According to the company, PetPace’s website, it:
“was founded in 2012 with the goal of improving the quality of life of our pets. PetPace specializes in remote monitoring of pets vital signs utilizing advanced analytical methods and alerting models. We have developed a low power, wireless collar fitted with an array of sensors that reports abnormal vital signs, physiological and behavioral parameters. Once an abnormal sign or behavior is detected, a sophisticated cloud- based analytical engine evaluates the signs and if needed, an immediate alert regarding suspected condition allowing the owner or the vet to take pre-emptive action to protect their pet’s health.”
Fortunately, PetPace recognizes the importance of a veterinarian’s interpretation of the clinical information monitored, and requires “[a]ll PetPace clients [to] register their veterinarian in order to activate the collar.”
The specific information that will be tracked includes the pet’s temperature, pulse, respiration, activity, positions, and calories.
It appears as if the veterinarian can set the normal parameters for each pet, which would make the most sense, to prevent unnecessary alarms for normal variations of these physiological data points.
A question, and possible concern, is how quickly the veterinarian would be required to respond to changes in these parameters. This clearly would depend on the general health status of the pet, but an owner, receiving information about any abnormalities may not agree and might panic if not contacted quickly by their veterinarian. In today’s world of 24/7 access, that could become problematic.

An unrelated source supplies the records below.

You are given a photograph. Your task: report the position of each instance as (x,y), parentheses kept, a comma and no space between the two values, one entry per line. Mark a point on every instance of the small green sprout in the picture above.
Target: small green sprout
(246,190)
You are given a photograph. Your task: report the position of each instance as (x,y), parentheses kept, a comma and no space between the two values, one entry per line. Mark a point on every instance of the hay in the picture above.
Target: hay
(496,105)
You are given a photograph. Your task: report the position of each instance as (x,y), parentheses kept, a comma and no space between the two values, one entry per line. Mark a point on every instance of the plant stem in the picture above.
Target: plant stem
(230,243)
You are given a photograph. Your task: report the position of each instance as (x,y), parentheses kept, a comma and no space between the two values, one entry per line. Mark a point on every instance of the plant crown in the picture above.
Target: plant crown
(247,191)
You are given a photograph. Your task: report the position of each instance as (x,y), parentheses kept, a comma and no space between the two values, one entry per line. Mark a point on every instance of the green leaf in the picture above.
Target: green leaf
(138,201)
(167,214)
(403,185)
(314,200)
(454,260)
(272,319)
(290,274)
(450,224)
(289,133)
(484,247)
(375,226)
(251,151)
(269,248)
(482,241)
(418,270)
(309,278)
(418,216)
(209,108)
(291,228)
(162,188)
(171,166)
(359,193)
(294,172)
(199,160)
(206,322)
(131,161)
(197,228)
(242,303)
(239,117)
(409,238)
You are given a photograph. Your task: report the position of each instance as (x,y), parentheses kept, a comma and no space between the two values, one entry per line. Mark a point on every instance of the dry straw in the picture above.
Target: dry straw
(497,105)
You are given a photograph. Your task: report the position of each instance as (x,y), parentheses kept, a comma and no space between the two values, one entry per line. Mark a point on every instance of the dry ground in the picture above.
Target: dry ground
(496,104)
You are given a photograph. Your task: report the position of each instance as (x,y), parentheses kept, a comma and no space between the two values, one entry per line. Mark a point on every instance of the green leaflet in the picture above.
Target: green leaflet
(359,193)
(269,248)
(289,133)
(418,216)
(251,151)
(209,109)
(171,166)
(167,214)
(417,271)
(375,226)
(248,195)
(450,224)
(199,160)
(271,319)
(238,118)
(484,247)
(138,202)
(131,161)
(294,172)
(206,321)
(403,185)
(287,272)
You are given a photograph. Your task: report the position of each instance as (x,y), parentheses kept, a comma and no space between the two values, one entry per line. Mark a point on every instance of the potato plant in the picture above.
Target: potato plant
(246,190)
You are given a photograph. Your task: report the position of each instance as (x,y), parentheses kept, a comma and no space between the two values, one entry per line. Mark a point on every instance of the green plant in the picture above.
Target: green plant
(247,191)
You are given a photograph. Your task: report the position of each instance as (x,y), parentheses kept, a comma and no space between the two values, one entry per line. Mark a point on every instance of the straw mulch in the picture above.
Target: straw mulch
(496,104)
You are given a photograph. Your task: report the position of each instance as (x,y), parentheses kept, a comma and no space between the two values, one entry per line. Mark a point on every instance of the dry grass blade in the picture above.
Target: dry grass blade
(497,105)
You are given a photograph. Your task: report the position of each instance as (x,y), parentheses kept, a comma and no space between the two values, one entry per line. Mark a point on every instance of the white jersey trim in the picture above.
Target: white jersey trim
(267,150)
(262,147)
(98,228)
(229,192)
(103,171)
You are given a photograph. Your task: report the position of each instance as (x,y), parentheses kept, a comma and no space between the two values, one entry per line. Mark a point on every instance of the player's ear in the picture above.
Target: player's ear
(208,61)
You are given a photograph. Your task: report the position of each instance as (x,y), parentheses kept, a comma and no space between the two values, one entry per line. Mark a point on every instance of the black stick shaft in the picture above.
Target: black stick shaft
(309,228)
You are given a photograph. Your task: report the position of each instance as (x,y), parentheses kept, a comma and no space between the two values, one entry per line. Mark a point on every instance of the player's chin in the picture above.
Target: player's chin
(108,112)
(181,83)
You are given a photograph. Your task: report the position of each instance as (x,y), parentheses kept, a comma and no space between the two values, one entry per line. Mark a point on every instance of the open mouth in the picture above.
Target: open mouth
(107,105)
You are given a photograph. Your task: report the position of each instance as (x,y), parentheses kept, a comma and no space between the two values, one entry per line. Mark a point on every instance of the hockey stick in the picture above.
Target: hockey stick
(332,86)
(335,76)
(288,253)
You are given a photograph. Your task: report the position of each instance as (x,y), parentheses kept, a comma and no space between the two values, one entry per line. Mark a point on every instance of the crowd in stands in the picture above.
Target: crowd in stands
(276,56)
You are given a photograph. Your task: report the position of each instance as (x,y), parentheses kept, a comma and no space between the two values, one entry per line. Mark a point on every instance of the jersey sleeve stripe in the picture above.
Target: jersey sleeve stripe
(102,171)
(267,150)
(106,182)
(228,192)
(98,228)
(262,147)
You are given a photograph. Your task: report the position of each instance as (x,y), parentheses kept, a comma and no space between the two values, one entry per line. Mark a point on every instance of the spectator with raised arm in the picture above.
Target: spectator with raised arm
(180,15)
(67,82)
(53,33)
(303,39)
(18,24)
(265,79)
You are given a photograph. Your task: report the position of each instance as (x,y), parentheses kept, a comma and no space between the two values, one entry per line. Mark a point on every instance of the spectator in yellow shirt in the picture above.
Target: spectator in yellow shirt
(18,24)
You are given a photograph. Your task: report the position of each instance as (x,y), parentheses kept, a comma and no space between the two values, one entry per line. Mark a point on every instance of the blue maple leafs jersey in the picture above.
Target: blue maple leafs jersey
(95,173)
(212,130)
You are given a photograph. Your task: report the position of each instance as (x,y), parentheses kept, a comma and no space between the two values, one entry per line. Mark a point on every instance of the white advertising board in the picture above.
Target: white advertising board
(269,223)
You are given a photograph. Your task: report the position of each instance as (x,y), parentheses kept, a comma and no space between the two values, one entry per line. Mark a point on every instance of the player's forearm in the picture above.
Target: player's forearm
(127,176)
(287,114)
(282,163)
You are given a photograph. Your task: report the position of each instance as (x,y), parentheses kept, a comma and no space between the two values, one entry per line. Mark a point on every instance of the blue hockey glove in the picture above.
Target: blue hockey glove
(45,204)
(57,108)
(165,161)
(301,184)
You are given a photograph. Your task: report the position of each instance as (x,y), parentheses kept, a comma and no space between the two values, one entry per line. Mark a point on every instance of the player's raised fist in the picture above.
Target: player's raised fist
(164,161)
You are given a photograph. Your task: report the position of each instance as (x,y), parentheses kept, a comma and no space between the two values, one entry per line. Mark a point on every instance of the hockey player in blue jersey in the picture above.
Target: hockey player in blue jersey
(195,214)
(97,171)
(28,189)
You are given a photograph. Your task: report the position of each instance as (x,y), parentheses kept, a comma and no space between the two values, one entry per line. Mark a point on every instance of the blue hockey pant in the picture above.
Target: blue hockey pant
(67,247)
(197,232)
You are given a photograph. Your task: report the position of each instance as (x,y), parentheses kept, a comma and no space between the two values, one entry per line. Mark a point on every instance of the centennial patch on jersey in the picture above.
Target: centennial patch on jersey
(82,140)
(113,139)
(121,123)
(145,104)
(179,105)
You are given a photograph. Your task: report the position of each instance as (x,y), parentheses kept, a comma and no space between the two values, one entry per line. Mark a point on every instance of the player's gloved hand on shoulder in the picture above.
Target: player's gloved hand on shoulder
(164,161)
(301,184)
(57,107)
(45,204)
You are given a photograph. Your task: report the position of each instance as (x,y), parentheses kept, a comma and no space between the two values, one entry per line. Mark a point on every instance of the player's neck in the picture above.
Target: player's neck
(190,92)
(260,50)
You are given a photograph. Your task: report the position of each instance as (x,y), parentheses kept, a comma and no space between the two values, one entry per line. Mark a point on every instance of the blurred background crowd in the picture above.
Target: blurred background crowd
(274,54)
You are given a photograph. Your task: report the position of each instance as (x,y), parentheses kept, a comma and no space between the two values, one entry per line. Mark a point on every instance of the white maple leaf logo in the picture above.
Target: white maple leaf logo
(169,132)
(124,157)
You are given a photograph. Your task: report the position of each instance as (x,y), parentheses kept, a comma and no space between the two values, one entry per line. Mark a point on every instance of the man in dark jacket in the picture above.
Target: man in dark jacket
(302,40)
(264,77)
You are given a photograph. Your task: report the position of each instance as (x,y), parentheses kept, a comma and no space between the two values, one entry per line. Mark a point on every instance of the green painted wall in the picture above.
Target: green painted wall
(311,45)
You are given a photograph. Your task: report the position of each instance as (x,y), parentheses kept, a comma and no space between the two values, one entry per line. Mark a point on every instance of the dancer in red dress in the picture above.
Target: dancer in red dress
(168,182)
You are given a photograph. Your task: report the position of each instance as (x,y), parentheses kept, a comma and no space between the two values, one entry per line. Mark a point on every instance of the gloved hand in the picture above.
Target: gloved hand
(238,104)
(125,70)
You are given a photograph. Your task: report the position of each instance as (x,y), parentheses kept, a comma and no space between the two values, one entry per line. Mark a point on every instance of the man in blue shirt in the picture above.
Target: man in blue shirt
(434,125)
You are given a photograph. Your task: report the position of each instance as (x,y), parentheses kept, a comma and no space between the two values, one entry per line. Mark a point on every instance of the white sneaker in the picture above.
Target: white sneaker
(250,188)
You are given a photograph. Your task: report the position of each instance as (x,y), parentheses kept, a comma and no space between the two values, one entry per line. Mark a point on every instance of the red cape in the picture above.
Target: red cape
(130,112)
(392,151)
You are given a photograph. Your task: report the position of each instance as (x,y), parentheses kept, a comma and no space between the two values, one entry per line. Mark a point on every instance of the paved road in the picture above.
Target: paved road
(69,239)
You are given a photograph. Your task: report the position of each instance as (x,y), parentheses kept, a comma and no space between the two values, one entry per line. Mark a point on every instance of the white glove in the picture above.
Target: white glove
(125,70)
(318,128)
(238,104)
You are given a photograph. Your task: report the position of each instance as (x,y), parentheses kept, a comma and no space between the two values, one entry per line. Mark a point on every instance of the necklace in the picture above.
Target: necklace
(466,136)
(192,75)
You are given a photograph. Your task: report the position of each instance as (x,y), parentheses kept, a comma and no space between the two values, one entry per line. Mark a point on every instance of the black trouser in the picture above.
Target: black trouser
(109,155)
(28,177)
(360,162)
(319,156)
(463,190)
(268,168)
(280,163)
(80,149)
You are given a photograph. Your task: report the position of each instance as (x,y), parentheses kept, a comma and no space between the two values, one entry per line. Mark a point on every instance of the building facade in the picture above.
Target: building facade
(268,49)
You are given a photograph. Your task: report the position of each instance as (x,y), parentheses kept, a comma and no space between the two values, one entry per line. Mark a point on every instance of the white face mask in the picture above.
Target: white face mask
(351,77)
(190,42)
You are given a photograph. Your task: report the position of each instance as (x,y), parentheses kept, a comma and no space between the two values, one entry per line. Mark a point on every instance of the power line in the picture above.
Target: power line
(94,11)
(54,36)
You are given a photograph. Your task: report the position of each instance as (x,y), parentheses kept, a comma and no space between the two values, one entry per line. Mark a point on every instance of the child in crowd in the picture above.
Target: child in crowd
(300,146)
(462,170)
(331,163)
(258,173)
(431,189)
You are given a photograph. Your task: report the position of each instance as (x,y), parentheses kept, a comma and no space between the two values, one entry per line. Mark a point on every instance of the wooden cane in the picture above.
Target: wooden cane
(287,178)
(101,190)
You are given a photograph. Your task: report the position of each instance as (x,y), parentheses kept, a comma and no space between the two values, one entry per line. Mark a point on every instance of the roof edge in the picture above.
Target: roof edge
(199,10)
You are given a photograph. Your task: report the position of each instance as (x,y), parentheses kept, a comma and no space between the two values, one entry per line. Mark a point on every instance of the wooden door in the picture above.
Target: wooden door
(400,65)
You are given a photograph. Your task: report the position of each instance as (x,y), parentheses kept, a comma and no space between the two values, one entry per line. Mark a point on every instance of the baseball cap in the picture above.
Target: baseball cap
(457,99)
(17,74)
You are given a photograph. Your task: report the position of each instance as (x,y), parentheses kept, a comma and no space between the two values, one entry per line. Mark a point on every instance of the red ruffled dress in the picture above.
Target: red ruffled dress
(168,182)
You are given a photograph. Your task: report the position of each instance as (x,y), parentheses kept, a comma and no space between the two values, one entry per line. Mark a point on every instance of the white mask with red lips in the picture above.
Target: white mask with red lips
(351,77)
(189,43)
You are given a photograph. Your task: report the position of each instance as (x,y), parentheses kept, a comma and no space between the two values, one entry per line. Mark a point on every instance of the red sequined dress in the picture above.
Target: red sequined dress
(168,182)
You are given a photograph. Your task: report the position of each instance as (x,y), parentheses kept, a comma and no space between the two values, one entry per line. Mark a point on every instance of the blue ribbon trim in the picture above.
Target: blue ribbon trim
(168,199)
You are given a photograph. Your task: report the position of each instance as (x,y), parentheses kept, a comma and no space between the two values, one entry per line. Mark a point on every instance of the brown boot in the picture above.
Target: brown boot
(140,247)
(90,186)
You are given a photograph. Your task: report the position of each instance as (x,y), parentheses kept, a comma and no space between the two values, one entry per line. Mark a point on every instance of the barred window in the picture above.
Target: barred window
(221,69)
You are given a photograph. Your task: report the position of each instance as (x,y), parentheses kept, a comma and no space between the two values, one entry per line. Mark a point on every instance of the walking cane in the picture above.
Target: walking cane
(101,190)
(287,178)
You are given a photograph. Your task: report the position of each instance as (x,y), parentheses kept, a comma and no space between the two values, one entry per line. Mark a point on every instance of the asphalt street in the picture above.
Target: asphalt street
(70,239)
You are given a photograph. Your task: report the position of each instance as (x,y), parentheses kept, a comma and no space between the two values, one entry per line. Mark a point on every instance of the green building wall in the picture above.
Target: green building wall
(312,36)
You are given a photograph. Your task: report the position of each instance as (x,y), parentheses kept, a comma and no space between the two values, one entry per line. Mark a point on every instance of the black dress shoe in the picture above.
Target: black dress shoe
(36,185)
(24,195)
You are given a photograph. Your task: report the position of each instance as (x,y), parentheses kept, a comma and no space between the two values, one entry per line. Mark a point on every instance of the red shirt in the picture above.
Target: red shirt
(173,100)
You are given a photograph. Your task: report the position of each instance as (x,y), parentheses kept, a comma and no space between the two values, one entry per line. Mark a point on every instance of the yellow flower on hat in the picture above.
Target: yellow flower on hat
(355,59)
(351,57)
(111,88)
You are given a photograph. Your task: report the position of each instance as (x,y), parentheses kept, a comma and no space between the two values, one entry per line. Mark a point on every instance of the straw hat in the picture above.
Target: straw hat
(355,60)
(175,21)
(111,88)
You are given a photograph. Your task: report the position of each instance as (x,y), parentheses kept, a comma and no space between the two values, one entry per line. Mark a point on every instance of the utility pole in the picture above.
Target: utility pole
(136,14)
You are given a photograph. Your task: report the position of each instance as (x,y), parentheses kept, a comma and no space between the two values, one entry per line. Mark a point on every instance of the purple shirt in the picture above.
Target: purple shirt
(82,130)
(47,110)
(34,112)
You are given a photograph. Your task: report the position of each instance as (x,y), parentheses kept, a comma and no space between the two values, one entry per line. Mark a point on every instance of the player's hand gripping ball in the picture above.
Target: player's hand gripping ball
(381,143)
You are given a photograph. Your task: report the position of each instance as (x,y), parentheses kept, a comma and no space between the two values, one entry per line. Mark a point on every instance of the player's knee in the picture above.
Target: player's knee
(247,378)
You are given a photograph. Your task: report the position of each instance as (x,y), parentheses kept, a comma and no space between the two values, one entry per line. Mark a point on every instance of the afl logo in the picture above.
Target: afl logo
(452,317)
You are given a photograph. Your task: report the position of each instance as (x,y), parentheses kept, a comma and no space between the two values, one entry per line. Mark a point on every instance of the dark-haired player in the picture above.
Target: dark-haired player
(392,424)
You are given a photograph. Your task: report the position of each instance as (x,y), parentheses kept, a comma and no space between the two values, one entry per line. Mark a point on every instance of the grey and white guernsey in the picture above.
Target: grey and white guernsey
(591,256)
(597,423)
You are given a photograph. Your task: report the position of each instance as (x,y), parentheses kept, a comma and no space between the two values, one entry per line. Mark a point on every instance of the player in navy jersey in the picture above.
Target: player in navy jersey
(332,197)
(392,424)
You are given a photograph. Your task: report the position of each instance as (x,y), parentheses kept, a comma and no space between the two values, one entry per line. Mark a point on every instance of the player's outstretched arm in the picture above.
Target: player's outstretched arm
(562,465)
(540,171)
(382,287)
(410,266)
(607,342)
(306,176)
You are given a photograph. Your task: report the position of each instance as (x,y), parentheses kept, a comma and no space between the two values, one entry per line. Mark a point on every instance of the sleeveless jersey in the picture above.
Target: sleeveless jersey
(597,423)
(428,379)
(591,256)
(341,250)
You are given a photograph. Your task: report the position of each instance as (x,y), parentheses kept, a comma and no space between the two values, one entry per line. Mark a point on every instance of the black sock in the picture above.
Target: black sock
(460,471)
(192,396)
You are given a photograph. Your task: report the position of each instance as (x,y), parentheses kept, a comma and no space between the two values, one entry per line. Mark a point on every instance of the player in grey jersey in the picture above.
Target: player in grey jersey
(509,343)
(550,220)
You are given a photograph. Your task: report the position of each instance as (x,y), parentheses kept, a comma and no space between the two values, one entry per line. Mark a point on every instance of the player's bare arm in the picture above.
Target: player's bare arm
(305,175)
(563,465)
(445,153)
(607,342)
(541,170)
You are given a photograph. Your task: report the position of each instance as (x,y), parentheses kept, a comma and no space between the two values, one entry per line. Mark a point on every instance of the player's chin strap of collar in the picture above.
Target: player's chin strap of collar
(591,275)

Also, many veterinarians no longer handle their own emergencies or after-hour calls (depending on the location of the practice) so the ability to forward notifications to an emergency clinic or on-call veterinarian may be helpful.
Overall, this type of technology can clearly be beneficial, particularly for pets being treated for, or recovering from, injury, illness, or surgery—to track the success of those treatments while the pet is monitored. It may also allow pets to return home from veterinary clinics more quickly instead of remaining hospitalized overnight or for longer periods of time.